Par arrêt du 7 octobre 2014, la chambre commerciale de la Cour de cassation, validant in fine le retrait litigieux de la société Ingenico a, pour le surplus, cassé l'arrêt du 30 mai 2013 et renvoyé l'affaire devant la cour d'appel de Paris autrement composée, pour qu'il soit statué sur les « demandes formées par Monsieur [J] à l'encontre de la société Ingenico au titre de l'indemnisation du préjudice d'image et de la perte de chance. »
La cour de renvoi a par arrêt du 31 mai 2016 confirmé le jugement du tribunal de commerce en ce qu'il avait estimé les demandes indemnitaires de Monsieur [J] au titre de son préjudice d'image et de la perte de chance recevables mais mal fondées.
Cet arrêt du 31 mai 2016 a été signifié, par la société Ingenico à Monsieur [J] le 10 août 2016. Aucun recours n'a été déposé à son encontre. Il est donc définitif pour les deux parties depuis le 10 décembre 2016.
Par acte du 25 septembre 2017, Monsieur [J] a fait assigner la société Ingenico devant le tribunal de commerce de Paris.
Par jugement du 1er octobre 2019, le tribunal de commerce de Paris a statué comme suit :
- Dit que Monsieur [S] [J] est irrecevable en son action en raison de l'autorité de la chose jugée ;
- Déboute les parties de leurs demandes autres, plus amples ou contraires au présent dispositif ;
- Condamne Monsieur [S] [J] à payer à la société Ingenico une somme de 35 000 euros en application de l'article 700 du code de procédure civile ;
- Condamne Monsieur [S] [J] aux dépens, dont ceux à recouvrer par le greffe, liquidés à la somme de 77,84 € dont 12,76 € de TVA.

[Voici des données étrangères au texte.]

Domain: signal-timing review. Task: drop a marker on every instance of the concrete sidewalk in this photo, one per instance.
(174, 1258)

Par déclaration du 29 octobre 2019, Monsieur [J] a interjeté appel de ce jugement.
Par arrêt en date du 4 février 2022, la chambre 11 du pôle 5 de la cour d'appel de Paris a statué comme suit :
- Confirme le jugement en toutes ses dispositions ;
Y ajoutant,
- Condamne M. [S] [J] aux dépens ;
- Autorise Me François Teytaud (Teytaud-Saleh ' AARPI) avocat, à recouvrer directement contre lui les dépens dont il a fait l'avance sans en recevoir provision ;
- Condamne M. [S] [J] à payer à la société Ingenico Group la somme de 10 000 euros (dix mille euros) au titre de l'article 700 du code de procédure civile.

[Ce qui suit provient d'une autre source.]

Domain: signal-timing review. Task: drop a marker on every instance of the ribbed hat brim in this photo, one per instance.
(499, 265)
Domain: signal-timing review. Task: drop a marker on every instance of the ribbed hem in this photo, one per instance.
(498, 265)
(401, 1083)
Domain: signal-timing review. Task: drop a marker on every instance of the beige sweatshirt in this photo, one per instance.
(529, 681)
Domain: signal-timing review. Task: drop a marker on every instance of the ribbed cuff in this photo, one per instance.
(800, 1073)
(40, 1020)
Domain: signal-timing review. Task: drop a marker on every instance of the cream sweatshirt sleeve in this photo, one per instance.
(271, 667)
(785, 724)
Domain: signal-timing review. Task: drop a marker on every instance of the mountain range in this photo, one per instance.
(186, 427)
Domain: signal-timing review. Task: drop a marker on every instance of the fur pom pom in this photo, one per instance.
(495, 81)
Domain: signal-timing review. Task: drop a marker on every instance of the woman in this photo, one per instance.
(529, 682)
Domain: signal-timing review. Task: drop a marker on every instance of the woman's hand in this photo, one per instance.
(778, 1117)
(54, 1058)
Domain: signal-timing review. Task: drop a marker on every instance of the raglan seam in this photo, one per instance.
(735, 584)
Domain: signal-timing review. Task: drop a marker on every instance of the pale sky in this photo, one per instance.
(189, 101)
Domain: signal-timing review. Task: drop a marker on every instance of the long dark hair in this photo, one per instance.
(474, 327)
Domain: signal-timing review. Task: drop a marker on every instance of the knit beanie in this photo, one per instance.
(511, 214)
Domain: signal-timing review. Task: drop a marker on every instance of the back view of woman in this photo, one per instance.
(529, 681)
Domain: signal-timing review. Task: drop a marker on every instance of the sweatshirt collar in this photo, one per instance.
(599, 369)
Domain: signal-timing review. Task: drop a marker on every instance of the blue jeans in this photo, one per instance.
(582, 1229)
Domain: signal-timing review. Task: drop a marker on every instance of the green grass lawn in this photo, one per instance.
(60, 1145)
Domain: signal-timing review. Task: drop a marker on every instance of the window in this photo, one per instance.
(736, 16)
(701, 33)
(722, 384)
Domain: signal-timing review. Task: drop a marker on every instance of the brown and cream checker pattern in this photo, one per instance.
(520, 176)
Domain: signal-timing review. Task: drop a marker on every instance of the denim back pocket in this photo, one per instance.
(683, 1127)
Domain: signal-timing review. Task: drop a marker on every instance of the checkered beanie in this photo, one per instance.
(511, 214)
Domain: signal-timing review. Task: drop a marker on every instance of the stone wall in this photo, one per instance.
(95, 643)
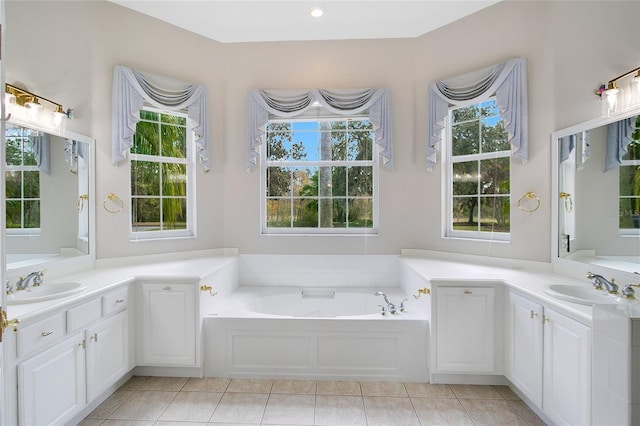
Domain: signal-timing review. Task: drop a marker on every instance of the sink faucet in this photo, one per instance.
(599, 283)
(36, 277)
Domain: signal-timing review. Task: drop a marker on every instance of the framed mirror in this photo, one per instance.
(48, 198)
(596, 192)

Sur pourvoi de Monsieur [J], la chambre commerciale, financière et économique de la Cour de cassation a, par arrêt du 5 juillet 2023, statué comme suit :
- Casse et annule, en toutes ses dispositions, l'arrêt rendu le 4 février 2022, entre les parties, par la cour d'appel de Paris ;
- Remet l'affaire et les parties dans l'état où elles se trouvaient avant cet arrêt et les renvoie devant la cour d'appel de Paris autrement composée ;
- Condamne la société Wordline IGSA aux dépens ;
- En application de l'article 700 du code de procédure civile, rejette les demandes ;
- Dit que, sur les diligences du procureur général près la Cour de cassation, le présent arrêt sera transmis pour être transcrit en marge ou à la suite de l'arrêt cassé.
La cour de cassation a cassé l'arrêt de la cour d'appel au motif que les conclusions de la société Worldline avaient été déposées postérieurement au prononcé de l'ordonnance de clôture.

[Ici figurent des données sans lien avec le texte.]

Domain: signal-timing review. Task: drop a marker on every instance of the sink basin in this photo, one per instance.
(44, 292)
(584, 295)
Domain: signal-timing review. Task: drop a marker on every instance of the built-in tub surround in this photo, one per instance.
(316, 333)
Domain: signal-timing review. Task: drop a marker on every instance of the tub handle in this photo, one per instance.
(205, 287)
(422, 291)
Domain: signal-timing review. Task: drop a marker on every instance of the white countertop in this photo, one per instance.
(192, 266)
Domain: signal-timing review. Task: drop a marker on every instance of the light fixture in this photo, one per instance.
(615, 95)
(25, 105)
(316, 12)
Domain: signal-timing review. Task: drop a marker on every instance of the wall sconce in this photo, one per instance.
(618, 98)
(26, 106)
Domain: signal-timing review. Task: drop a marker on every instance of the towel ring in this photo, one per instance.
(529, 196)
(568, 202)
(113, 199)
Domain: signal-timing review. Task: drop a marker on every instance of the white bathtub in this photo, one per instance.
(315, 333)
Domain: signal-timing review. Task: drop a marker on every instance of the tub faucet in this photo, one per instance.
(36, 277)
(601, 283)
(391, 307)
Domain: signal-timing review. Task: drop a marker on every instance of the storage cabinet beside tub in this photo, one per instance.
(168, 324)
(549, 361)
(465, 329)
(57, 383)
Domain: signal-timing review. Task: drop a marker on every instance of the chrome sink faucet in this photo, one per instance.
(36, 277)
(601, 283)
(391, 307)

Par déclaration en date du 15 septembre 2023, Monsieur [J] a saisi la cour d'appel de Paris.
Par dernières conclusions signifiées le 15 novembre 2023, Monsieur [J] demande à la cour de :
- Déclarer Monsieur [S] [J] recevable et bien fondé en son appel du jugement du tribunal de commerce de Paris du 1 er octobre 2019 ;
Y faisant droit,
- Infirmer ce jugement en toutes ses dispositions ; en ce qu'il a :
Dit que Monsieur [S] [J] est irrecevable en son action en raison de l'autorité de la chose jugée ;
Débouté Monsieur [S] [J] de ses demandes autres, plus amples ou contraires au dispositif du jugement ;
Condamné Monsieur [S] [J] à payer à la société Ingenico une somme de 35 000 euros en application de l'article 700 du code de procédure civile ;
Condamné Monsieur [S] [J] aux dépens, dont ceux à recouvrer par le greffe, liquidés à la somme de 77,84 euros dont 12,76 euros de TVA.
Et, statuant à nouveau ;
Vu l'article 1134 alinéa 3 du code civil dans sa version applicable à l'espèce,
Vu les motifs de l'arrêt rendu le 31 mai 2016 par la cour d'appel de Paris,
Vu le contrat de consultant du 20 septembre 2006, notamment ses articles 4 et 9,
Vu l'acte dit « Notification et Sommation » délivré par la société Ingenico aux droits de laquelle se trouve désormais la SA Worldline IGSA à Monsieur [S] [J] les 20 décembre 2006 et 3 janvier 2007,
Vu l'ordonnance n° 2016-131 du 10 février 2016 et, plus spécialement son article 9, et la jurisprudence citée dans les motifs des présentes conclusions d'appel,
- Dire et juger que la suspension du contrat de consultant du 20 septembre 2006 signifiée les 20 décembre 2006 et 3 janvier 2007 n'a jamais été rétractée par la SA Wordline IGSA venant aux droits de la société Ingenico Group ;
- Dire et juger que cette suspension du contrat de consultant du 20 septembre 2006 a entraîné le maintien de l'obligation de non-concurrence souscrite par Monsieur [S] [J] au profit exclusif de la SA Wordline IGSA venant aux droits de la société Ingenico Group faisant dans le même temps disparaître le caractère synallagmatique du contrat du 20 septembre 2006 et que cette obligation subsiste à ce jour ;
- En conséquence, condamner la SA Wordline IGSA venant aux droits de la société Ingenico Group à payer à Monsieur [S] [J], à titre d'honoraires contractuels, prorata temporis, la somme de 360 000 € HT par an à compter du 1er novembre 2009 jusqu'au jour où cette obligation de non-concurrence ne lui sera plus opposable, avec intérêt de droit à compter de chacune des échéances annuelles ;
- Ordonner la capitalisation des intérêts sur chacune des sommes annuellement dues par application de l'article 1154, devenu l'article 1343-2 du code civil ;
- Condamner également la SA Wordline IGSA venant aux droits de la société Ingenico Group à payer les intérêts ainsi comptabilisés à Monsieur [J] ;
- Condamner également la SA Wordline IGSA venant aux droits de la société Ingenico Group à payer à Monsieur [S] [J] les sommes de 50 000 € à titre de dommages et intérêts et 50 000 € par application des dispositions de l'article 700 du code de procédure civile ;
- Condamner la SA Wordline IGSA venant aux droits de la société Ingenico Group en tous les dépens, de première instance et d'appel.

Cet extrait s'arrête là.